Theorem (Asinowski–H.–Selkirk, 2020+)
$X_{n, t, r}$ ... random variable, number of down-steps between $r$-th/$(r+1)$-th up-step in uniformly random $k_t$-Dyck path $\mathbb{E} X_{n, t, r} = \frac{k}{t+1} \Big(\frac{k^{t+1}}{(k+1)^t} - k + t\Big) + C(r, k, t) + O\Big(\frac{1}{n}\Big)$
For $r\in\{0, 1, n\}$, $\mathbb{V} X_{n, t, r} = \tilde{C}(r, k, t) + O\Big(\frac{1}{n}\Big)$

### Intermission: Punctured Convolutional Codes

Idea: add redundancy to bitstream to allow detection / correction of transmission errors
• Compute simple output function per input block
• Group outputs, delete bits according to "puncture pattern"

### Perforation Patterns

• Perforation patterns can be represented as matrices
• [Bégin, 1989]: perforation patterns are equivalent iff their matrices are cyclic-column-shift equivalent

### From Perforation Patterns to Down-Steps

Theorem (Asinowski–H.–Selkirk, 2020+)
The number of distinct perforation patterns[0/1-matrices] of dimension $(k+1)\times n$ with $n+1$ many 1-entries is $\frac{1}{n} \binom{(k+1)n}{n+1} = s_{n, 0, 1}.$
• Proof strategy: among all cyclic-column-shifted matrices, only exactly one corresponds to an elevated $k_0$-Dyck path
• New Cycle Lemma-type result: there is precisely one cyclic permutation of the sequence blocks such that, if a prefix contains at least one 1-entry, we have $k\cdot \# 1 \gt \# 0$

### Special case: Yet another Catalan structure!

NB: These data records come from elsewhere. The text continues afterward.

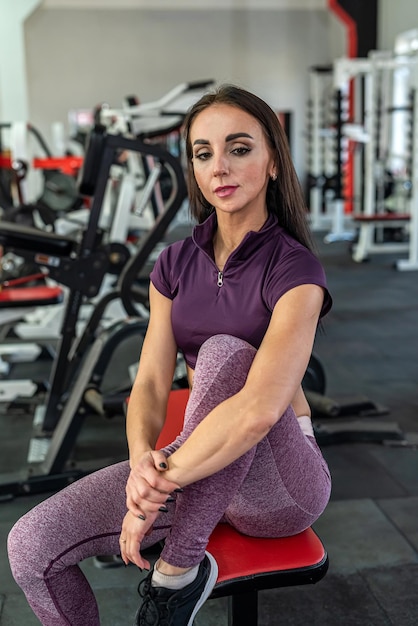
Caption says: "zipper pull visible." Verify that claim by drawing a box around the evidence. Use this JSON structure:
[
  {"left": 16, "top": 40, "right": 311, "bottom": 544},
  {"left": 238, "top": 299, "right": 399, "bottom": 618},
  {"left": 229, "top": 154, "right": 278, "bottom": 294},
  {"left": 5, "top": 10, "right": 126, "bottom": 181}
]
[{"left": 217, "top": 271, "right": 223, "bottom": 287}]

Equivalence classes of binary $2\times n$-matrices with $n+1$ many 1-entries with respect to the "cyclic column shift"-relation are in bijection to Dyck-paths of length $2n$ (and enumerated by $C_n$).

### Summary

• Motivated by enumeration of generalized Kreweras-walks in the quarter plane
• Explicit (summation) formulas for number of down-steps in $k_t$-Dyck paths, also generating functions
• Expected number / variance of number of down-steps between two particular up-steps is $\text{const} + O(1/n)$
• Via equivalence classes of binary matrices: connection to coding theory
• New Cycle Lemma-type result for cyclic block shifts (plus yet another interpretation of Catalan numbers!)